Trial over 2002 massacre unearths inconvenient truths for India's BJP
By Annie Banerji ,ReutersAHMEDABAD, India -- Ten years on, Abdul Sheikh can still hardly believe that the doctor who had performed an ultrasound scan on his pregnant wife turned out to be a ringleader in the orgy of violence that killed both the mother and her unborn child.
September 4, 2012, 12:09 am TWN
“I remember hearing the commotion and I rushed out to find Dr. Kodnani inciting a mob of thousands, screaming 'kill those bastards!'” said Sheikh, one of the witnesses whose testimony led last week to the jailing of 31 people for hunting down and slaughtering dozens of Muslims in 2002.
Among those convicted by the court was the gynecologist, Maya Kodnani, a sitting lawmaker for the Hindu nationalist Bharatiya Janata Party (BJP) in the western state of Gujarat.
The eyewitness accounts of Kodnani handing out swords to Hindu thugs and urging them on to bloodshed are an embarrassment for India's main opposition party as elections loom in 2014, underlining its struggle to present itself as moderate and responsible rather than hard-line and dangerous.
“The party's core is radical,” said political analyst Amulya Ganguli. “It is an albatross around its neck and it will continue to drag it down.”
That has been shown by the party's muted reaction to the verdict.
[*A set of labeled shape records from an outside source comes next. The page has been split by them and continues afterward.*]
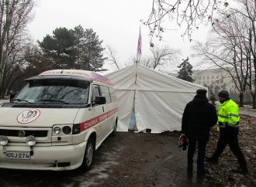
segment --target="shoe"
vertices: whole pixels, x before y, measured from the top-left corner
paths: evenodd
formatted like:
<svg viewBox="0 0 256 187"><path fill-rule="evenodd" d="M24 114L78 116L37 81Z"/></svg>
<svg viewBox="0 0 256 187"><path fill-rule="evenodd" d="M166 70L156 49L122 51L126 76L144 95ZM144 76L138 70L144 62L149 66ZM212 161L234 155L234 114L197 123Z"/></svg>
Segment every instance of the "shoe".
<svg viewBox="0 0 256 187"><path fill-rule="evenodd" d="M232 172L234 173L240 173L240 174L248 174L248 169L247 168L237 168L236 169L231 169Z"/></svg>
<svg viewBox="0 0 256 187"><path fill-rule="evenodd" d="M188 167L187 168L187 172L193 172L193 167Z"/></svg>
<svg viewBox="0 0 256 187"><path fill-rule="evenodd" d="M197 170L196 173L199 175L205 175L209 173L209 171L207 169L200 169L200 170Z"/></svg>
<svg viewBox="0 0 256 187"><path fill-rule="evenodd" d="M218 159L214 157L206 157L206 162L209 163L216 164L218 163Z"/></svg>

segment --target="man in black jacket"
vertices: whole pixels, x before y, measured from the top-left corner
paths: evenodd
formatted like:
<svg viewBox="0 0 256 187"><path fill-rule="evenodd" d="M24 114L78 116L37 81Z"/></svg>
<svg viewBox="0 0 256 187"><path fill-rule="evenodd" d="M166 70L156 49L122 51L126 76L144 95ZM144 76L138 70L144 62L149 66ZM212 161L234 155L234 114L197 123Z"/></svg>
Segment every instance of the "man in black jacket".
<svg viewBox="0 0 256 187"><path fill-rule="evenodd" d="M182 123L182 133L189 138L188 172L193 168L193 156L198 142L197 173L204 174L204 159L206 143L209 141L209 128L218 120L215 107L206 97L207 90L199 89L194 99L187 104Z"/></svg>

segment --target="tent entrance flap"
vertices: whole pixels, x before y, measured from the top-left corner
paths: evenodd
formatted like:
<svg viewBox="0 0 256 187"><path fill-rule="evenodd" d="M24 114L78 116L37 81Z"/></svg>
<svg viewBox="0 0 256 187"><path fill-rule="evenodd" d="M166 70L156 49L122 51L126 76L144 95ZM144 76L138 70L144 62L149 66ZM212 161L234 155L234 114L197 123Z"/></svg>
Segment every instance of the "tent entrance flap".
<svg viewBox="0 0 256 187"><path fill-rule="evenodd" d="M138 128L137 128L137 124L136 124L135 112L133 110L132 111L132 115L130 116L128 131L138 131Z"/></svg>
<svg viewBox="0 0 256 187"><path fill-rule="evenodd" d="M130 115L130 120L129 127L128 127L129 131L138 131L138 128L137 128L136 115L135 115L135 97L136 97L136 91L134 91L133 110L132 110L132 114Z"/></svg>

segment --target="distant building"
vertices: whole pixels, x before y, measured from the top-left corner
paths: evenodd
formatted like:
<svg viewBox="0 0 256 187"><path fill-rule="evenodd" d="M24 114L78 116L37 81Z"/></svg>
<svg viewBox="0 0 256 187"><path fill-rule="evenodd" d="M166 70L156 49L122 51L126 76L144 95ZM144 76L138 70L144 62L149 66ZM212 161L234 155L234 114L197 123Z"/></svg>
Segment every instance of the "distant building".
<svg viewBox="0 0 256 187"><path fill-rule="evenodd" d="M177 76L177 73L170 74ZM239 91L236 88L230 75L221 68L207 69L204 70L194 70L192 74L194 83L207 86L213 90L216 97L220 90L226 90L230 94L230 97L237 102L239 100ZM244 103L251 103L252 101L250 93L246 92L244 94Z"/></svg>

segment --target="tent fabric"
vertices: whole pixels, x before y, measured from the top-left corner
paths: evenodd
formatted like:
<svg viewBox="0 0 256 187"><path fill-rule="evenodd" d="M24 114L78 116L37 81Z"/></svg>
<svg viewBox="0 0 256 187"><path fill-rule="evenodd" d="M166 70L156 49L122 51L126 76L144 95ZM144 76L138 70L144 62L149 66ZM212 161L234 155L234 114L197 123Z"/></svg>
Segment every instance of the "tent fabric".
<svg viewBox="0 0 256 187"><path fill-rule="evenodd" d="M180 131L186 104L205 88L137 64L105 76L116 90L119 131L128 131L133 104L138 131Z"/></svg>

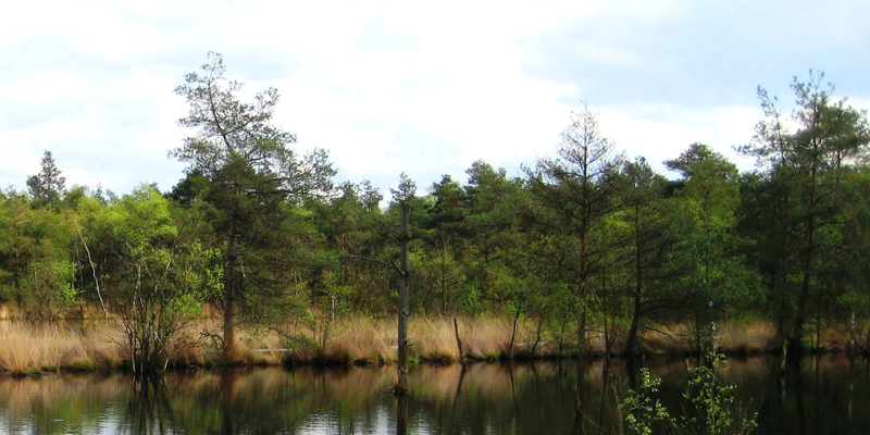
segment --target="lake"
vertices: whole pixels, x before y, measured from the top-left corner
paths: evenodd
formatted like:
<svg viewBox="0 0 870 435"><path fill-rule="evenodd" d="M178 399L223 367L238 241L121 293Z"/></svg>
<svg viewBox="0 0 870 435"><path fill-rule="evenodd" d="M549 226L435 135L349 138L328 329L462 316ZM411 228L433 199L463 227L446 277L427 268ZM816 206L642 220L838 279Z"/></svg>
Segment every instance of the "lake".
<svg viewBox="0 0 870 435"><path fill-rule="evenodd" d="M672 414L685 406L692 361L646 363ZM758 412L758 434L870 433L870 365L805 358L731 359L735 394ZM600 434L616 433L617 397L637 383L624 361L415 366L405 399L395 368L0 378L4 434ZM634 375L631 375L634 374ZM583 417L574 418L577 384Z"/></svg>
Political commentators say the BJP's failure to condemn the actions of Kodnani and the others convicted is significant, a clear sign that it fears alienating its core support base.
Party officials have dodged questions about the political fallout from the case, limiting their comments to praise for Gujarat's criminal justice system.
The verdict is also a blow to the BJP's best hope for prime minister, Narendra Modi, chief minister of Gujarat. Critics say he turned a blind eye to the 2002 religious riots in which up to 2,500 people were slain after suspected Muslims set fire to a train carrying Hindu pilgrims.
Modi says he has nothing to apologize for, but it was he who appointed Kodnani as state minister for women and child development in 2007, even though she had already been implicated in the carnage.
“It's hard to think of a more grotesque appointment, even harder to understand the sensibility that would vest someone who had conspired in the murder, amongst others, of a pregnant woman, with the responsibility for the welfare of women and children,” columnist Mukul Kesavan wrote in the Times of India.